Mi pregunta es: ¿por qué perdemos entonces el oremus ante estos arquitectos estrella? ¿Por qué no los mencionamos como colaboradores necesarios de los planes urbanísticos de los poderosos? Al fin y al cabo, a sueldo de ellos trabajan, no son más que los palanganeros que garantizan con su “arquitectura defensiva” el (fabuloso) retorno de su inversión.

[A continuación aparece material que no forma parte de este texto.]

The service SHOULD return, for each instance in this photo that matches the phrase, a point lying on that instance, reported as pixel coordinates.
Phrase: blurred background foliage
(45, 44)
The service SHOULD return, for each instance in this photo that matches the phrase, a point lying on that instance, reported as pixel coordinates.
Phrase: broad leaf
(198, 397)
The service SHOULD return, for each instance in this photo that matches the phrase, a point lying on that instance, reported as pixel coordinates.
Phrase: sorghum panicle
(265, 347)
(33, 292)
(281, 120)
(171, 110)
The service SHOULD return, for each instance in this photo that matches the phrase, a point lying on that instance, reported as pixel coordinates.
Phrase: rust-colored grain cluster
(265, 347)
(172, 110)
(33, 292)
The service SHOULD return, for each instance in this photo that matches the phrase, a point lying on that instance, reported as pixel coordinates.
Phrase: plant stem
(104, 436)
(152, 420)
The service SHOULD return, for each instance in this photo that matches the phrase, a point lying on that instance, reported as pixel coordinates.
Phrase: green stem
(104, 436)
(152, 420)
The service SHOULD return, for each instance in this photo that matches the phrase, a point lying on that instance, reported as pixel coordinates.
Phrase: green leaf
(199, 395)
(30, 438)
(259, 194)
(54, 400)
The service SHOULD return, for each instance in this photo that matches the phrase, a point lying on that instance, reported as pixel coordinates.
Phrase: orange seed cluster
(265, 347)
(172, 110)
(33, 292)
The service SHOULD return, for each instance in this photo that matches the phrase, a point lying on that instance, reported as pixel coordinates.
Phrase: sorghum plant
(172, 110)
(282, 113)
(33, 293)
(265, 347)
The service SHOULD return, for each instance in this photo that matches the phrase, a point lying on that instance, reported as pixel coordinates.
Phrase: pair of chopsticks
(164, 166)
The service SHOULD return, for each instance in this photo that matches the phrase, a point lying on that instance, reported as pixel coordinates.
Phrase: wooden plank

Mi proposición es: ¿por qué no dedicamos en la prensa más atención a una crítica de la arquitectura y el urbanismo, que vaya un poco más allá de celebrar con papanatismo su carácter emblemático?

Lo digo porque los bancos antimendigos no son, ni siquiera el nombre, invento “de Ana Botella”, pero sobre todo no son la simple chaladura de una alcaldesa jamás elegida, sino que forman parte de una imparable estrategia urbanística que, a su vez, no es más que la plasmación de la idea de sociedad y de espacio urbano que tiene la derecha (PP, PSOE, Podemos y Ciudadanos).

Aplaudo, por supuesto, la denuncia de estos bancos, pero me gustaría situarla en el contexto más amplio del urbanismo defensivo que caracteriza a la derecha y su acoso y derribo de cualquier atisbo de una cultura de izquierdas y de una ciudad para todos.

Allá por 2002, por encargo de Javier Azpeitia, pasé unos meses traduciendo para la editorial Lengua de Trapo el excelente libro de Mike Davis 'Ciudad de cuarzo', una historia de la ciudad de Los Ángeles que, para mí, constituyó tanto una pesadilla (por las dificultades de la traducción) como una inspiración (por el paradigma de historia interdisciplinar que permite interpretar un espacio urbano). El libro se publicó en 2003 con el eco que cabe esperar en nuestro país: un clamoroso silencio. No sé si alguien lo leyó, pero si lo hizo, mantuvo la boca bien cerrada.

Davis utiliza en esa obra todos los vectores posibles (la ingeniería hidráulica, la arquitectura, la cultura, etc.) para explicar Los Ángeles como un proceso de destrucción de la cultura obrera y popular, y en general de la conciencia de clase, para remplazarlo por esa ciudad absorta en la fama, la salud y el dinero (más algún estrambótico culto religioso), y en la que, como decía Woody Allen, cada mes de residencia te rebaja un punto el cociente de inteligencia.